I tested the performance of torch.compile
on the bert-base
model on the A100
machine, and found that the training performance has been greatly improved.
I wonder if flashattention
is used under torch.compile
. Is there an option to make torch.compile
disabled flashattention
Take a look at this tutorial (Beta) Implementing High-Performance Transformers with Scaled Dot Product Attention (SDPA) — PyTorch Tutorials 2.0.0+cu117 documentation
Specifically take a look at the backend_map
dict, pass them in to an sdp_kernel
context manager and then torch.compile
your model within that scope to disable
But to answer your first question, yes I believe it is enabled by default now with or without torch.compile
Thank you for your reply.
I didn’t use torch.nn.functional.scaled_dot_product_attention
and torch.nn.MultiheadAttention
, I used the self-attention structure of transformers, looks like this:
mixed_query_layer = self.query(hidden_states)

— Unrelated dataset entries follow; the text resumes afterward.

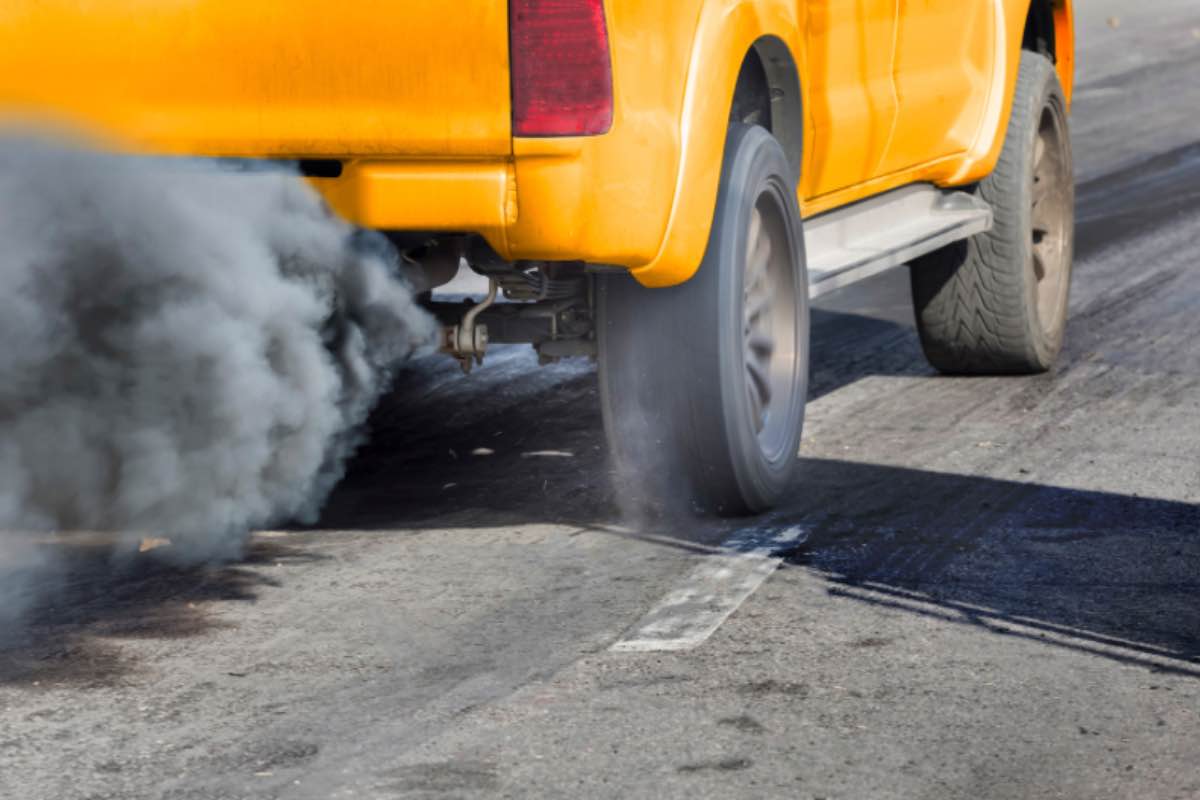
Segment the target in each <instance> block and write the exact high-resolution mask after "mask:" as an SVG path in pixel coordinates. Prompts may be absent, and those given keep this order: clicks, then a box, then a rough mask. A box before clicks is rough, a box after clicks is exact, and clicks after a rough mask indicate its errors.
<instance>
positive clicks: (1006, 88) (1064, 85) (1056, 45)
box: [937, 0, 1075, 186]
mask: <svg viewBox="0 0 1200 800" xmlns="http://www.w3.org/2000/svg"><path fill="white" fill-rule="evenodd" d="M991 1H992V4H994V8H995V13H996V24H995V29H996V40H997V42H996V53H997V54H1000V58H997V59H996V62H995V70H994V72H995V78H994V80H992V86H991V92H990V96H989V98H988V113H986V114H985V116H984V120H983V124H982V125H980V126H979V134H978V136H977V137H976V142H974V144H973V145H972V146H971V149H970V150H968V151H967V152H966V154H965V156H964V158H962V160H961V162H960V164H959V167H958V169H956V170H955V172H954V173H953V174H950V175H948V176H942V178H940V179H938V180H937V182H938V184H943V185H947V186H964V185H967V184H973V182H976V181H978V180H982V179H983V178H986V176H988V175H990V174H991V170H992V169H995V168H996V162H997V161H998V160H1000V151H1001V150H1002V149H1003V146H1004V133H1006V132H1007V131H1008V118H1009V115H1010V113H1012V107H1013V96H1014V94H1015V91H1016V77H1018V76H1016V70H1018V66H1019V65H1020V62H1021V50H1022V49H1024V48H1025V47H1026V31H1027V30H1028V26H1030V25H1031V14H1033V18H1032V24H1036V23H1037V14H1038V13H1039V12H1040V11H1043V10H1044V7H1045V6H1049V7H1050V12H1051V17H1052V28H1054V42H1049V43H1048V46H1049V49H1050V53H1048V55H1050V56H1051V58H1054V60H1055V67H1056V68H1057V71H1058V79H1060V82H1062V88H1063V94H1064V96H1066V97H1067V104H1068V108H1069V106H1070V96H1072V90H1073V88H1074V71H1075V34H1074V28H1075V13H1074V5H1073V4H1074V0H991Z"/></svg>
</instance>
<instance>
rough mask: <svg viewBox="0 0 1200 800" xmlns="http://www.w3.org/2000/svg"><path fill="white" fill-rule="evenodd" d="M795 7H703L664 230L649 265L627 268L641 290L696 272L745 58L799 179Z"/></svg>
mask: <svg viewBox="0 0 1200 800" xmlns="http://www.w3.org/2000/svg"><path fill="white" fill-rule="evenodd" d="M802 5H803V4H797V2H786V1H782V0H714V1H712V2H706V4H704V7H703V10H702V11H701V14H700V20H698V24H697V29H696V36H695V40H694V43H692V49H691V59H690V64H689V68H688V80H686V86H685V90H684V103H683V114H682V119H680V122H679V169H678V172H677V176H676V185H674V193H673V200H672V205H671V212H670V216H668V218H667V225H666V230H665V234H664V237H662V243H661V246H660V248H659V252H658V254H656V255H655V257H654V259H653V260H652V261H650V263H649V264H647V265H646V266H641V267H637V269H634V270H632V273H634V276H635V277H636V278H637V279H638V281H640V282H641V283H642V284H643V285H647V287H667V285H674V284H677V283H683V282H684V281H686V279H688V278H690V277H691V276H692V275H694V273H695V272H696V269H697V267H698V266H700V261H701V259H702V258H703V255H704V248H706V246H707V243H708V234H709V228H710V225H712V221H713V210H714V209H715V206H716V190H718V184H719V179H720V173H721V157H722V152H724V148H725V132H726V128H727V125H728V119H730V109H731V107H732V104H733V92H734V86H736V85H737V79H738V74H739V72H740V70H742V65H743V62H744V60H745V58H746V56H748V54H751V53H752V54H755V55H757V56H758V58H760V59H761V61H762V65H763V70H764V72H766V76H767V80H768V82H769V84H770V97H772V120H773V133H775V136H776V137H778V138H779V139H780V142H781V144H782V145H784V149H785V151H786V152H787V156H788V158H790V160H791V161H792V162H793V166H794V167H796V173H797V175H799V168H800V164H802V162H803V152H804V150H803V149H804V143H805V137H804V126H805V122H804V116H803V113H802V108H803V98H802V96H800V86H802V85H803V80H802V77H800V67H799V65H803V64H804V60H803V59H802V58H798V56H799V54H800V47H802V43H803V36H802V35H800V31H802V30H803V29H802V24H803V20H802V19H800V18H799V13H800V11H799V10H800V7H802Z"/></svg>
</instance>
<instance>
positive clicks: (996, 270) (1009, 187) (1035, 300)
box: [911, 52, 1075, 374]
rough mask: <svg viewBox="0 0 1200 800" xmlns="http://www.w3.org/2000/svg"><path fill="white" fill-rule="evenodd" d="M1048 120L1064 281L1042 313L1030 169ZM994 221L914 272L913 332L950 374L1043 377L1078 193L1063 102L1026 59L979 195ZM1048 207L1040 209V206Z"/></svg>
mask: <svg viewBox="0 0 1200 800" xmlns="http://www.w3.org/2000/svg"><path fill="white" fill-rule="evenodd" d="M1046 113H1049V114H1050V115H1052V116H1054V122H1056V124H1057V125H1060V126H1061V128H1060V131H1061V143H1062V144H1061V148H1060V149H1058V150H1060V152H1058V154H1057V155H1058V156H1061V157H1062V158H1063V160H1064V164H1066V181H1064V185H1063V186H1060V187H1058V188H1060V190H1061V191H1060V194H1058V197H1056V198H1055V200H1054V201H1055V203H1056V204H1060V203H1061V204H1062V206H1063V207H1061V211H1062V213H1064V215H1067V216H1066V223H1064V224H1066V228H1064V231H1063V234H1062V236H1063V239H1064V241H1063V247H1064V248H1066V251H1064V253H1066V254H1064V261H1063V266H1062V267H1061V269H1063V270H1066V273H1064V275H1063V276H1062V281H1063V282H1064V283H1063V284H1062V285H1061V289H1058V288H1056V289H1055V290H1054V294H1056V295H1057V294H1060V293H1061V299H1060V300H1057V301H1051V303H1048V306H1050V305H1052V311H1051V312H1050V313H1045V314H1044V315H1045V317H1046V319H1042V317H1043V314H1042V313H1039V308H1038V285H1037V284H1038V278H1037V276H1036V273H1034V267H1033V228H1032V224H1033V222H1032V218H1033V211H1032V205H1033V191H1034V188H1033V160H1034V151H1036V144H1037V139H1038V136H1039V126H1042V125H1044V124H1045V120H1046V116H1045V115H1046ZM974 191H977V192H978V194H979V196H982V197H983V199H984V200H986V201H988V203H989V204H990V205H991V207H992V210H994V212H995V224H994V227H992V229H991V230H990V231H988V233H984V234H979V235H977V236H973V237H971V239H970V240H967V241H964V242H958V243H955V245H950V246H949V247H944V248H942V249H940V251H937V252H934V253H931V254H929V255H925V257H923V258H919V259H917V260H916V261H913V264H912V265H911V276H912V299H913V308H914V311H916V317H917V329H918V331H919V332H920V342H922V347H923V348H924V351H925V356H926V357H928V359H929V362H930V363H931V365H934V367H936V368H937V369H940V371H942V372H944V373H950V374H988V373H991V374H997V373H1009V374H1013V373H1015V374H1021V373H1038V372H1045V371H1046V369H1049V368H1050V367H1051V366H1052V363H1054V360H1055V357H1056V356H1057V355H1058V351H1060V350H1061V348H1062V341H1063V331H1064V327H1066V324H1067V299H1068V296H1069V294H1070V267H1072V259H1073V255H1074V203H1075V194H1074V186H1073V178H1072V157H1070V137H1069V131H1068V127H1067V103H1066V100H1064V97H1063V92H1062V88H1061V85H1060V84H1058V77H1057V74H1056V72H1055V68H1054V65H1052V64H1051V62H1050V60H1049V59H1046V58H1045V56H1043V55H1039V54H1036V53H1027V52H1026V53H1022V54H1021V65H1020V74H1019V78H1018V84H1016V95H1015V98H1014V101H1013V114H1012V119H1010V121H1009V125H1008V131H1007V134H1006V139H1004V148H1003V151H1002V154H1001V157H1000V162H998V163H997V164H996V169H995V170H994V172H992V174H991V175H989V176H988V178H986V179H985V180H984V181H982V182H980V184H978V186H977V187H976V190H974ZM1043 201H1045V200H1043Z"/></svg>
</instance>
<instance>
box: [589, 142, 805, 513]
mask: <svg viewBox="0 0 1200 800" xmlns="http://www.w3.org/2000/svg"><path fill="white" fill-rule="evenodd" d="M791 173H792V170H791V168H790V166H788V163H787V157H786V156H785V155H784V151H782V149H781V148H780V145H779V143H778V142H776V140H775V139H774V138H773V137H772V136H770V134H769V133H768V132H767V131H766V130H764V128H761V127H755V126H748V125H742V124H734V125H732V126H731V128H730V132H728V137H727V139H726V145H725V158H724V164H722V169H721V184H720V190H719V193H718V199H716V210H715V215H714V218H713V225H712V231H710V234H709V240H708V248H707V251H706V253H704V258H703V261H702V263H701V265H700V269H698V271H697V272H696V275H695V276H694V277H692V278H691V279H690V281H688V282H686V283H684V284H682V285H678V287H671V288H665V289H647V288H644V287H642V285H640V284H637V283H636V282H635V281H634V279H632V278H631V277H629V276H625V275H616V276H606V277H605V278H604V281H602V282H601V284H600V291H599V295H598V301H599V302H598V311H599V351H600V393H601V403H602V411H604V420H605V428H606V432H607V435H608V443H610V449H611V452H612V455H613V458H614V461H616V467H617V471H618V476H619V479H620V483H622V485H623V487H624V488H625V489H626V491H629V492H632V493H636V494H638V495H642V498H643V499H647V500H650V501H654V503H655V504H665V505H674V504H673V503H672V501H673V500H683V501H684V503H685V504H686V505H690V506H691V507H695V509H701V510H706V511H715V512H718V513H722V515H737V513H746V512H758V511H763V510H766V509H769V507H770V506H773V505H775V504H776V503H779V501H780V499H781V498H782V497H784V495H785V494H786V493H787V491H788V488H790V486H791V483H792V479H793V476H794V473H796V467H797V462H798V450H799V443H800V429H802V427H803V422H804V402H805V395H806V391H808V363H809V359H808V355H809V303H808V277H806V272H805V263H804V239H803V235H802V230H800V215H799V207H798V205H797V200H796V186H794V182H793V179H792V178H791Z"/></svg>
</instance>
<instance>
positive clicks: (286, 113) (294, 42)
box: [0, 0, 511, 158]
mask: <svg viewBox="0 0 1200 800" xmlns="http://www.w3.org/2000/svg"><path fill="white" fill-rule="evenodd" d="M454 6H455V7H454V12H452V13H449V12H448V8H446V7H445V5H444V4H440V2H426V1H419V0H418V1H413V2H402V1H400V0H344V1H343V2H329V1H328V0H4V1H2V2H0V104H2V106H5V107H7V108H8V109H10V112H16V113H18V114H22V113H25V114H32V115H38V114H43V113H44V112H46V110H47V109H50V110H53V113H54V114H55V115H56V116H58V118H59V121H62V122H66V124H76V125H82V126H83V127H85V128H86V130H90V131H94V132H98V133H102V134H103V136H107V137H113V138H115V139H118V140H120V142H122V143H124V144H127V145H133V146H138V148H143V149H148V150H154V151H167V152H187V154H198V155H228V156H337V155H372V156H394V155H398V154H404V155H408V156H427V157H434V158H442V157H452V156H462V155H466V156H485V155H491V156H497V157H506V156H508V155H509V154H510V149H511V142H510V133H511V122H510V119H511V112H510V104H509V60H508V59H509V41H508V8H506V5H505V4H504V2H497V1H496V0H456V2H455V4H454Z"/></svg>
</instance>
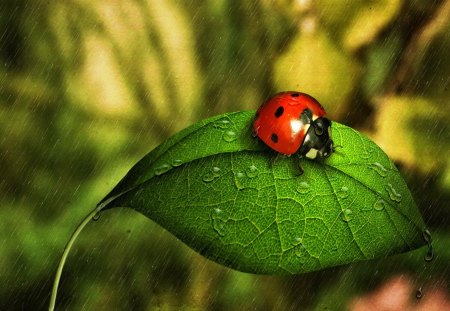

query_layer = self.transpose_for_scores(mixed_query_layer)
key_layer = self.transpose_for_scores(self.key(hidden_states))
value_layer = self.transpose_for_scores(self.value(hidden_states))
attention_scores = torch.matmul(query_layer, key_layer.transpose(-1, -2))
attention_scores = attention_scores / math.sqrt(self.attention_head_size)
attention_probs = nn.functional.softmax(attention_scores, dim=-1)
context_layer = torch.matmul(attention_probs, value_layer)
context_layer = context_layer.permute(0, 2, 1, 3).contiguous()
new_context_layer_shape = context_layer.size()[:-2] + (self.all_head_size,)
context_layer = context_layer.view(new_context_layer_shape)
I wonder if torch.compile will use flash attention in this case? Is it possible to find the generated triton code locally
cc @drisspg who might know how to generate the triton kernels - I know how to do this for inductor only
@dancedpipi, torch.compile() does not generate flash or memory-efficient kernels at this point. They are custom kernels that get called for now if you are using torch.nn.functional.scaled_dot_product_attention
or torch.nn.MultiheadAttention
.
Does that mean that if I don’t use torch.nn.functional.scaled_dot_product_attention
or torch.nn.MultiheadAttention
and only use torch.compile, it won’t use flash attention or memory-effective kernel?